In this report, printed as a copyrighted pamphlet at the time and some years later republished in full in the American Chemist (July 1871), Silliman showed from his own researches that petroleum was essentially a mixture of hydrocarbons, entirely different in character from vegetable and animal oils, and that it could be separated, by fractional distillation and simple means of purification, into a series of distillates making up about ninety percent of the whole.

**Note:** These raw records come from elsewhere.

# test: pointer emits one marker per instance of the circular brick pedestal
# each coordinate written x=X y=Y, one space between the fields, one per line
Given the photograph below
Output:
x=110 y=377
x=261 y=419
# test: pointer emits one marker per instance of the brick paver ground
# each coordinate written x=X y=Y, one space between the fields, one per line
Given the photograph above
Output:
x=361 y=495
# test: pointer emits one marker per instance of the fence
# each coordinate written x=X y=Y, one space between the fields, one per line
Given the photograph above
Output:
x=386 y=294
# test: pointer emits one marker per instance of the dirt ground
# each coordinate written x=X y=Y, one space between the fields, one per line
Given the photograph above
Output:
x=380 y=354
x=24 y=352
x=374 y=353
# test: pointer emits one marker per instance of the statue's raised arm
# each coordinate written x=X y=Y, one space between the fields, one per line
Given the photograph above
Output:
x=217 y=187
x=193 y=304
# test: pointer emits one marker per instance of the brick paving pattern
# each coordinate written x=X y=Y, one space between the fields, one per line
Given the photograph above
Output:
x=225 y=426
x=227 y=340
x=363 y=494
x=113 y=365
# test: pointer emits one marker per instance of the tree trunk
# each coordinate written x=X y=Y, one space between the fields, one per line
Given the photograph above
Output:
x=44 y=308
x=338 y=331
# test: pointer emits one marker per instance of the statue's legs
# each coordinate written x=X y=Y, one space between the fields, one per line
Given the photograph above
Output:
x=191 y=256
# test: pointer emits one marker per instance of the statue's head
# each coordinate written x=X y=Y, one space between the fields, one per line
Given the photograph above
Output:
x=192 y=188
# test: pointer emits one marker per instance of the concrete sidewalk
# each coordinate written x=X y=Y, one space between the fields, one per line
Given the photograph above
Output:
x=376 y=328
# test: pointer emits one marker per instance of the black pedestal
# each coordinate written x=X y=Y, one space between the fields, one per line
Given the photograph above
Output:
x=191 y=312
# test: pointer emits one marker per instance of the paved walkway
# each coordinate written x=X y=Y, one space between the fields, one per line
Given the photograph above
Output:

He estimated that about fifty percent of the distillate (the intermediate fractions) could be used for illuminating purposes, and he found by quantitative measurements with a photometer devised for the purpose that the light was superior to that from any other of a number of illuminants. From the high-boiling oily fraction he extracted paraffine, purified it, and found it made excellent candles.
The high-boiling oil he characterized as valuable for lubrication because it did not become rancid, did not freeze, and did not tend to form a gum. Finally, he found that crude petroleum, when passed through heated coke, decomposed into a gas of very high illuminating power suitable to enrich illuminating gas.
In short, in this investigation Silliman discovered the chief uses which were to be made of petroleum products for the next fifty years and outlined the principal methods of preparing and purifying those products.